After loading the .wav files we need to decode them, this can be done using the tf.audio.decode_wav function, it will turn the .wav files into float tensors. Next, we need to extract the labels from the files, in this specific use case we can get the labels from each sample’s file path, after that we just need to one-hot encode them.

Here is an example:
First, we get a file path like this one:

"data/mini_speech_commands/up/50f55535_nohash_0.wav"

Then we extract the text after the second “/”, in this case, the label is UP, finally, we use the commands list to one-hot encode the labels.

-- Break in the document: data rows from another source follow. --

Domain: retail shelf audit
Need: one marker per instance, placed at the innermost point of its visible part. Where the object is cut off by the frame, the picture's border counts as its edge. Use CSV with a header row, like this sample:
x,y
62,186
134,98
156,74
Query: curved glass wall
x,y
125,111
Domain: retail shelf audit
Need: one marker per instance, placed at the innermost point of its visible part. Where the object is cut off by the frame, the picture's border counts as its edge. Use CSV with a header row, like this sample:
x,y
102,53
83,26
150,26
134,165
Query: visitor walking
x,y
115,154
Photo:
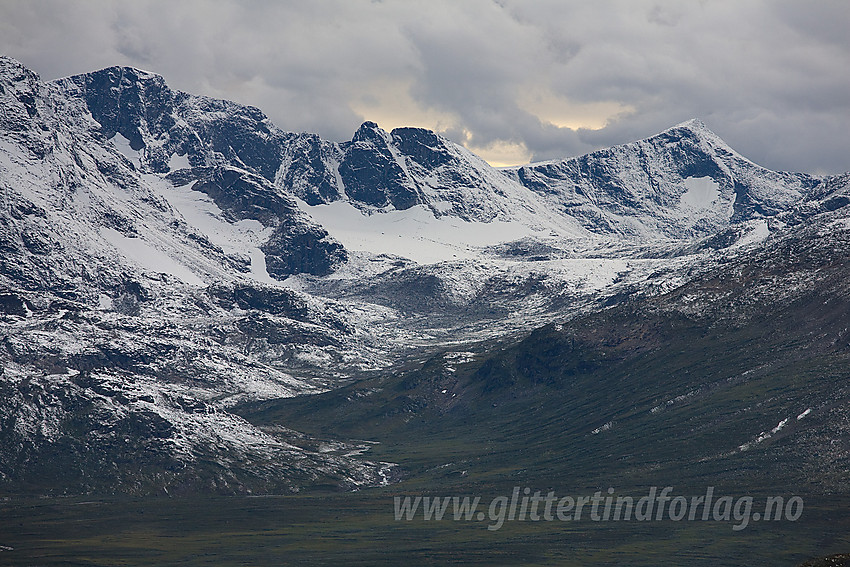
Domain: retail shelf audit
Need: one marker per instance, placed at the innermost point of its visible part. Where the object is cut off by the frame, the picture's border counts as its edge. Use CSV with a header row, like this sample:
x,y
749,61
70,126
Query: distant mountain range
x,y
181,280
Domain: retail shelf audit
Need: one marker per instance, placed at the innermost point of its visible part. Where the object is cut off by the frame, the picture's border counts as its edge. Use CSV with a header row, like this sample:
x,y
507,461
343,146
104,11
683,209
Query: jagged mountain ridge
x,y
638,189
146,231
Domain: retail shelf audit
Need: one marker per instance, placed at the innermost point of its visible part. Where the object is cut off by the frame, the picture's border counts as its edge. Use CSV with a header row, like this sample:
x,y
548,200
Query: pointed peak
x,y
370,131
694,125
14,70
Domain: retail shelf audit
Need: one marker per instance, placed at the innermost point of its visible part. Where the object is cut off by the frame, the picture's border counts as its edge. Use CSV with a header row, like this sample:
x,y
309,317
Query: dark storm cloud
x,y
542,79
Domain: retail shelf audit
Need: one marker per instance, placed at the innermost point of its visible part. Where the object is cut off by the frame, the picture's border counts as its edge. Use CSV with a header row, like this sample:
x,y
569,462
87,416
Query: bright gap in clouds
x,y
390,104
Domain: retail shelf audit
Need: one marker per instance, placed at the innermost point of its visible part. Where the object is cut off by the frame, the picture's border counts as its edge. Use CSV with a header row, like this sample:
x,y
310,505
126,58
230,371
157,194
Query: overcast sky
x,y
513,80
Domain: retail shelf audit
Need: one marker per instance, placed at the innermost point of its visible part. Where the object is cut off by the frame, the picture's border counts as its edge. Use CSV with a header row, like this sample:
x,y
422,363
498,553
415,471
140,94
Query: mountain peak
x,y
370,132
13,70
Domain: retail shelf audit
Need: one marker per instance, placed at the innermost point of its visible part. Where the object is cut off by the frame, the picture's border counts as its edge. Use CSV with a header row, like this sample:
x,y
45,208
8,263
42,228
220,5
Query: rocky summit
x,y
196,301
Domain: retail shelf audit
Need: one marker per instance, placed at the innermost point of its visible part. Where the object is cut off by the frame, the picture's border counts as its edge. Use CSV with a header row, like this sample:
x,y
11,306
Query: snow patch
x,y
241,238
701,192
412,233
147,257
122,144
178,162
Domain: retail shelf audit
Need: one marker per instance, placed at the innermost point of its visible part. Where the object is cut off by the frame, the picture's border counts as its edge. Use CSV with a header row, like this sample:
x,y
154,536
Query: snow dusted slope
x,y
136,310
682,183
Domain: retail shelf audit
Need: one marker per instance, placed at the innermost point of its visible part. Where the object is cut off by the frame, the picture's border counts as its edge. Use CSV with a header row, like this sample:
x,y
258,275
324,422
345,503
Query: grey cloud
x,y
768,76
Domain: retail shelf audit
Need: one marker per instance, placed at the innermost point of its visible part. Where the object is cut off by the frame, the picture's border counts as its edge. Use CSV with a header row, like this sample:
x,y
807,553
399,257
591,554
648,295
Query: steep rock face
x,y
161,122
685,182
373,174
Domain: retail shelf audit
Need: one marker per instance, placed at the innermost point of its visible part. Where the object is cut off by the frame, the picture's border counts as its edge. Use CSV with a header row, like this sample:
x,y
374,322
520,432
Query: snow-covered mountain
x,y
167,257
682,183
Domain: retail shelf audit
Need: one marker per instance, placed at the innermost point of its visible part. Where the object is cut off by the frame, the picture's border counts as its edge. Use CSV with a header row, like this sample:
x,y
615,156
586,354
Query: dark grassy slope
x,y
659,391
754,341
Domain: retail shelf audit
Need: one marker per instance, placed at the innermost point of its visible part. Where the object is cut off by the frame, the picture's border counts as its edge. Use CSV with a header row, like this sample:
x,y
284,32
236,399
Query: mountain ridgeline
x,y
182,311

Commands: ['up' 'down' 'go' 'stop' 'left' 'no' 'yes' 'right']

Label = 'up'

After one-hot encoding:

Label = [1, 0, 0, 0, 0, 0, 0, 0]

Transforming waveforms into spectrograms

The next step is to convert the waveforms files into spectrograms, luckily Tensorflow has a function that can do that, tf.signal.stft applies a short-time Fourier transform (STFT) to convert the audio into the time-frequency domain, then we apply the tf.abs operator to remove the signal phase, and only keep the magnitude. Note that the tf.signal.stft function has some parameters like frame_length and frame_step, they will affect the generated spectrogram, I will not go into details about how to tune them but you can refer to this video to learn more.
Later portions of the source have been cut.